次の7代目ゴルフが先日発表されて、今の6代目ゴルフとどこが違うんだ?と、そのVW鉄壁のキープコンセプトっぷりにたまげた人も(自分含めて)多いと思いますが、そう、モデル末期の6代目ゴルフ。何かまだ、出たばっかりのような印象があるけど、時が経つのは早いのか、ゴルフのモデルチェンジが早いのか…
そんな6代目ゴルフのスポーツグレード、GTIを試乗。
コンサバさの中にも、シュッと主張するグリル上下の赤いラインこそが、GTIの証し。分かるヤツだ分かればいいんだ、というスタイルが潔い。
子供の頃って子供舌だから、うまい棒とかああいう味の濃い食べ物を美味いって感じるけど、大人になって分かる味って、例えば出汁の味とか、その出汁が何から出てるとか、塩の種類とか、そういう部分だと思う。それが大人になること。
こういう控えめスタイルを格好良い!と思えるようになれば、車好きとしての大人の階段を一つ上がったも同然。ゴルフGTIと弟分のポロGTIは、そんな大人にグサっと刺さる車だと思う。

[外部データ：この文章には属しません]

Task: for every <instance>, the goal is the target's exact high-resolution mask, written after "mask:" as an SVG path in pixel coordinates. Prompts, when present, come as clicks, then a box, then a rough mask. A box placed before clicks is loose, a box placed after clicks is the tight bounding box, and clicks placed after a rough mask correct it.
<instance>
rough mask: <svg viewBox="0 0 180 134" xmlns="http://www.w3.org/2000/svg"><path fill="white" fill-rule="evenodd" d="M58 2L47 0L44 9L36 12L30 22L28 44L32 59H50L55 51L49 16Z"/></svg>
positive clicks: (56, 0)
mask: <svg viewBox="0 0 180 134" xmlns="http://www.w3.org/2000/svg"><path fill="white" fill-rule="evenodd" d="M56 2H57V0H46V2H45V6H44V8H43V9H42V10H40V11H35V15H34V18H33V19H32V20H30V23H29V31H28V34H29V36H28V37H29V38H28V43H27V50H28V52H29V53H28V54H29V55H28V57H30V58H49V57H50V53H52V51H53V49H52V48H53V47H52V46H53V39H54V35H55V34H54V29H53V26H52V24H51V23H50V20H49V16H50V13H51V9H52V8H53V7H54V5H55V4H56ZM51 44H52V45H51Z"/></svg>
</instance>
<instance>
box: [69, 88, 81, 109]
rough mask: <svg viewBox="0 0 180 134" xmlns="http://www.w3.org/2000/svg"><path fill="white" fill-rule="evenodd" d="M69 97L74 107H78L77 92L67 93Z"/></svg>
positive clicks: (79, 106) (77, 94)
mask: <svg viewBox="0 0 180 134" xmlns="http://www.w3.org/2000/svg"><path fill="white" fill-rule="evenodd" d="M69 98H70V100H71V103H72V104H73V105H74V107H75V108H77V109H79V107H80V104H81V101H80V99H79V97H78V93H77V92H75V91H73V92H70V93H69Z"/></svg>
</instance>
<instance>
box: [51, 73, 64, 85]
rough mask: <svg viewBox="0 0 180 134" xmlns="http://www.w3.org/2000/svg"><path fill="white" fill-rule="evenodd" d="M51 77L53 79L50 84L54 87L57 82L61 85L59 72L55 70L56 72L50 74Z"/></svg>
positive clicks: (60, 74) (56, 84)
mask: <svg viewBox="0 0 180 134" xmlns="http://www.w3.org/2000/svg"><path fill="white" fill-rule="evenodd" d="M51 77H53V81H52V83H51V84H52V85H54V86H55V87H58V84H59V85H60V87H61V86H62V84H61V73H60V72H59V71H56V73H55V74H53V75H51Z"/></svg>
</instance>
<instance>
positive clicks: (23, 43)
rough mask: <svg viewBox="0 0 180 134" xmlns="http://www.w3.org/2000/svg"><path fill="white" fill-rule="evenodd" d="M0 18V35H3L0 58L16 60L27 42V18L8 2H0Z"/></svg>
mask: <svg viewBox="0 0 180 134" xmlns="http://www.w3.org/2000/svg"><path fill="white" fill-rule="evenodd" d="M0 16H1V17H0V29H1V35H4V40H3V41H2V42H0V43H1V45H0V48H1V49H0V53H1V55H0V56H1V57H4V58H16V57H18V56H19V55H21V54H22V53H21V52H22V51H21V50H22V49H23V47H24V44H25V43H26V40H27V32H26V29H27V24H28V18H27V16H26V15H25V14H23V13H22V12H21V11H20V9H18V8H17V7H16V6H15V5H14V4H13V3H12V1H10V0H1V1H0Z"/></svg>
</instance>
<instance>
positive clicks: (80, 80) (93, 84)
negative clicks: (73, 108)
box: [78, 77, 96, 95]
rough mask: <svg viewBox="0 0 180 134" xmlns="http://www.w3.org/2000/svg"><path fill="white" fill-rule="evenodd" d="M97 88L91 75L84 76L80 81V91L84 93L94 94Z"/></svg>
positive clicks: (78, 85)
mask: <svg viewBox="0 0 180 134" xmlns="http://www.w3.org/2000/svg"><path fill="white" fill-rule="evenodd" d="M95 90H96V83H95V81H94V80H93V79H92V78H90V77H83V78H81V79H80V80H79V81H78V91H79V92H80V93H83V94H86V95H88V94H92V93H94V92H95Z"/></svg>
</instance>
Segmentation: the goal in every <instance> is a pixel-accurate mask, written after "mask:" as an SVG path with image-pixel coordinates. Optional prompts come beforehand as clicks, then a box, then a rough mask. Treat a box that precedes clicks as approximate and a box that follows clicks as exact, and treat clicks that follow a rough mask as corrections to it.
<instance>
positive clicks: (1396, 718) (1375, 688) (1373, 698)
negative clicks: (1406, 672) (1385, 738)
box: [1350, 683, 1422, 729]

だからゴルフGTIは、乗り込んでみるまでは特に何も変わったところは無いのだけど、いざエンジンを回して走り出せば、5メートルも走れば、「こいつは違う」と絶対気づく。
音が違う、ハンドリングが違う、パワーが違う。どこまでも安心して運転できそうだし、喧嘩をふっかけるようなスポーティな走りもこなせる。その時は、とんでもない重低音のマフラーサウンドが楽しめる。これがGTIなのだろう。
そりゃもう、いい車。コンパクトなのに、ギュッと凝縮されている。手を抜きたくないから、これくらいのプライスはしまっせ、と自信満々だ。無理に安くして、チープさ丸出しにはしない。その伝統を守ってきている感じがする。せっかく特別なグレードのGTIを買うのだから、買った人は買ったら絶対満足したいわけで、それに明確に答えてくれているように思える。
そしてGTIといえばこれも伝統。チェック柄のシートと赤い糸のステッチ。シートの座り心地も素晴らしい。
ただ、ゴルフはベーシックグレードのTSIも十分いいので、このGTIとの価格差を考えたときに、ちゃんとGTIである分だけ楽しめるようなカーライフを送れるかどうか、オーナーの資質も同時に問われると思う。
100万くらい違うしね。しかも分かるヤツだけ分かる車だしね。
それが分かったとき、大人として一皮剥けるんだろうなあと思わせる、いわば人を育てる車なのかも。